I've been called to active duty. What do I need to know about SCRA?
The Servicemember's Civil Relief Act (SCRA) provides protections for individuals who are entering the service, called to active duty in the military or deployed servicemembers. The SCRA is intended to postpone or suspend certain civil obligations—many of them financial—so servicemembers can devote full attention to their duties while their family members experience less stress. To determine your eligibility and submit a military benefit request, visit our military benefits page.
How long do SCRA benefits and protections last? Your SCRA benefits legally expire at the end of your active duty period, except on a home loan, which will receive benefits for an additional 12 months.
Will my spouse be able to get information or make decisions about military benefits while I'm away? In order for your spouse to be able to obtain information and make any decisions on your behalf regarding military benefits, you may need to assign power of attorney to your spouse. For details about setting up power of attorney, contact your military legal service office or your private attorney.
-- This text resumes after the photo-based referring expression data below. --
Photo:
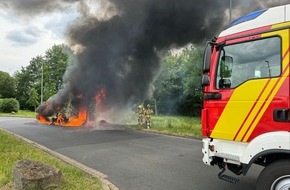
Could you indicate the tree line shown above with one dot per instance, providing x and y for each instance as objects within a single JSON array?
[{"x": 176, "y": 89}]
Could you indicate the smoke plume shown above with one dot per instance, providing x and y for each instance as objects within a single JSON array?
[{"x": 118, "y": 42}]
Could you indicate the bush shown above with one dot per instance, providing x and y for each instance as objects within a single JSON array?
[{"x": 9, "y": 105}]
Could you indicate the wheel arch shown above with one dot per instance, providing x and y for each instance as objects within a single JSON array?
[{"x": 266, "y": 157}]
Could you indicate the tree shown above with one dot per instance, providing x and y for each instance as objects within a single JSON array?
[
  {"x": 7, "y": 85},
  {"x": 33, "y": 100},
  {"x": 53, "y": 64},
  {"x": 177, "y": 87}
]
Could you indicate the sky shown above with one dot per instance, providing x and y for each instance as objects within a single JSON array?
[{"x": 23, "y": 38}]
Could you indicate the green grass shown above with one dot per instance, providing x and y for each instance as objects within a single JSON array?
[
  {"x": 20, "y": 113},
  {"x": 13, "y": 149},
  {"x": 174, "y": 125}
]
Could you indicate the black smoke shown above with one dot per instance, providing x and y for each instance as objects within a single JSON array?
[{"x": 120, "y": 52}]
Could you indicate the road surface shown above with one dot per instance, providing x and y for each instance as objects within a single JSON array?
[{"x": 132, "y": 160}]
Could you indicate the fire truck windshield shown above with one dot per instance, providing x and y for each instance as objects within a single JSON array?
[{"x": 249, "y": 60}]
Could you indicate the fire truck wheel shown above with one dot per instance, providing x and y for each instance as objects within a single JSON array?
[{"x": 275, "y": 176}]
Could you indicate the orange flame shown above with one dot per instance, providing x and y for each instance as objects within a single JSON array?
[{"x": 60, "y": 120}]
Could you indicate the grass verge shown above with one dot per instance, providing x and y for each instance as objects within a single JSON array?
[
  {"x": 20, "y": 113},
  {"x": 13, "y": 149}
]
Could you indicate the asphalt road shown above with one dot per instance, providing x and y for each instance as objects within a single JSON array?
[{"x": 132, "y": 160}]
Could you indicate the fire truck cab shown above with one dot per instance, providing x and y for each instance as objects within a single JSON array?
[{"x": 246, "y": 114}]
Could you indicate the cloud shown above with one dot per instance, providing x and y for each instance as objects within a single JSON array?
[{"x": 24, "y": 37}]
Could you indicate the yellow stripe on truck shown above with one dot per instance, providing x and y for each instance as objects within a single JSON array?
[{"x": 249, "y": 101}]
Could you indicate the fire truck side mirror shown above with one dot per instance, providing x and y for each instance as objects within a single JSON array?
[
  {"x": 206, "y": 58},
  {"x": 205, "y": 80}
]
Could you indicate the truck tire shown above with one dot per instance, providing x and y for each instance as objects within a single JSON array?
[{"x": 275, "y": 176}]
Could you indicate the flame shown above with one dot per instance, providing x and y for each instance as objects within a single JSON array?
[{"x": 61, "y": 120}]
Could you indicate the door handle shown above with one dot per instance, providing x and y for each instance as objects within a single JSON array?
[{"x": 281, "y": 115}]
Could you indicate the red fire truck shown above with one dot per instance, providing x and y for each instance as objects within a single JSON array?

Will the SCRA protect me from foreclosure and repossession, do I still have to make my payments? Yes. While SCRA protections generally include a prohibition on foreclosure and repossession, a foreclosure or repossession can still take place if a court deems it appropriate. In addition, the credit union continues to report delinquent payments to the credit bureau according to the Fair Credit Reporting practices. Any missed or late payments, even during a covered active duty period, can affect your credit rating.
I requested benefits, but the credit union declined my request even though I was called to duty in the state National Guard. Why? To be entitled to benefits and protections you must be called to active duty under Federal Orders by the President or the Secretary of Defense. A call to duty by the governor of the state for full time National Guard duty or training is not eligible. Certain states do provide benefits for state-ordered duty.